Quant au fond, l’égoïsme des uns et des autres a amené la classe politique ivoirienne dans son ensemble à appeler à voter en faveur d’une constitution que l’on savait « mauvaise » en certaines de ces dispositions. Le Général GUEÏ disait, pour inciter à voter « oui » : « si le non l’emporte, nous revenons à la case départ », chose que le peuple ne pouvait accepter parce qu’impliquant la perpétuation du régime militaire. Le FPI disait de son côté:  « La constitution est mauvaise mais il faut vite mettre fin à la transition en votant oui ». Du côté du RDR c’était plutôt : «  Je suis visé mais je ne suis pas concerné ».

L’on appelait donc à voter une constitution non pas pour ce qu’elle contient, mais pour ce qu’elle permettait de faire. Le peuple ainsi instrumentalisé par une présentation caricaturale du projet de textes fondamentaux est tombé dans un traquenard politique.

Examinons ensemble quelques termes de ce fameux article 35.
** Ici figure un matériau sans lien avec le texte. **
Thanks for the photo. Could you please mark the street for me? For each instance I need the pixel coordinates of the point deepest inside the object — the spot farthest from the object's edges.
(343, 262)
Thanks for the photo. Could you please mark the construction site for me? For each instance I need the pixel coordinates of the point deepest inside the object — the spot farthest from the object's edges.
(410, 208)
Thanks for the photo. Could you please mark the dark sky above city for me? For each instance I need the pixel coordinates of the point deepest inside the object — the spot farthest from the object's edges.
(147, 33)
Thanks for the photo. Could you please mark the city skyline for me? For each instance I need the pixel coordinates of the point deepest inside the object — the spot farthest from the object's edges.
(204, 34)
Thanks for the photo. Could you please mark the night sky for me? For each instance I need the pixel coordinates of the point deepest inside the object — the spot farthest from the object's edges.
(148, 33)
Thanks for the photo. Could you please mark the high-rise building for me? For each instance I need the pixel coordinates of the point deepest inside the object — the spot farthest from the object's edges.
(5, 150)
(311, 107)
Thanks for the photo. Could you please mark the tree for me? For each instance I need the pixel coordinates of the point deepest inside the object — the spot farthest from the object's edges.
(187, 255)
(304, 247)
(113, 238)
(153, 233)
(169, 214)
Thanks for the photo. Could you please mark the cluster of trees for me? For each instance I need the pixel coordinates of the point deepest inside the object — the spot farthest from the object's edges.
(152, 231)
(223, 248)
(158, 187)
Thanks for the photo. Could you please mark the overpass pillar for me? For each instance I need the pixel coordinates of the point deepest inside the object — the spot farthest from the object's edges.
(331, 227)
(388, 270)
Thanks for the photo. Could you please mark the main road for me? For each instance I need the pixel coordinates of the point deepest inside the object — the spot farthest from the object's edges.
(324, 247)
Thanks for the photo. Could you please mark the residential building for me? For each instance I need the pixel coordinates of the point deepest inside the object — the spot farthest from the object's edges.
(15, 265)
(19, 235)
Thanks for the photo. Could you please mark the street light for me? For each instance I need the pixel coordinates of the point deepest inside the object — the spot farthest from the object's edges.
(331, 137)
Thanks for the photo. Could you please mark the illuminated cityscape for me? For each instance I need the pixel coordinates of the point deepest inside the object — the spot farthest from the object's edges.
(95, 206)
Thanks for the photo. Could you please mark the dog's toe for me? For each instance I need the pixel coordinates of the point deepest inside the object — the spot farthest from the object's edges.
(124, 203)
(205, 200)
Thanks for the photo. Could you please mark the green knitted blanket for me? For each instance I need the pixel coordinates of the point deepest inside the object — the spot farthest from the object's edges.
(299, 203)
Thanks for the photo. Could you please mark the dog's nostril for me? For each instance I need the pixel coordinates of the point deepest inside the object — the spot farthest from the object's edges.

ü  «  Être de bonne moralité et d’une grande probité ».

 

Quelles sont les implications en droit d’une telle disposition ? Quelle est l’échelle de mesure de cette bonne moralité et de cette grande probité si la production d’un casier judiciaire ne suffit pas ? Sur quelles bases apprécier la bonne moralité si aucune procédure d’enquête de moralité, menée par un organe indépendant n’est prévue ?

L’on le voit, le juge de la Cour Suprême a un pouvoir exorbitant d’appréciation de la bonne moralité. Il ne s’est pas contenté d’en user, il en a abusé. Il a décidé que «  la morale est au-dessus du droit ». Nous en convenons. Et c’est là que l’interprétation devient dangereuse. Puisqu’en définitive, l’appréciation sans limitation juridique de la moralité va varier d’un individu à un autre et dépendre des valeurs subjectives telles les croyances  religieuses, l’éducation, le niveau d’instruction, le milieu culturel, la bonne ou la mauvaise foi de celui qui apprécie. C’est la porte ouverte à l’arbitraire.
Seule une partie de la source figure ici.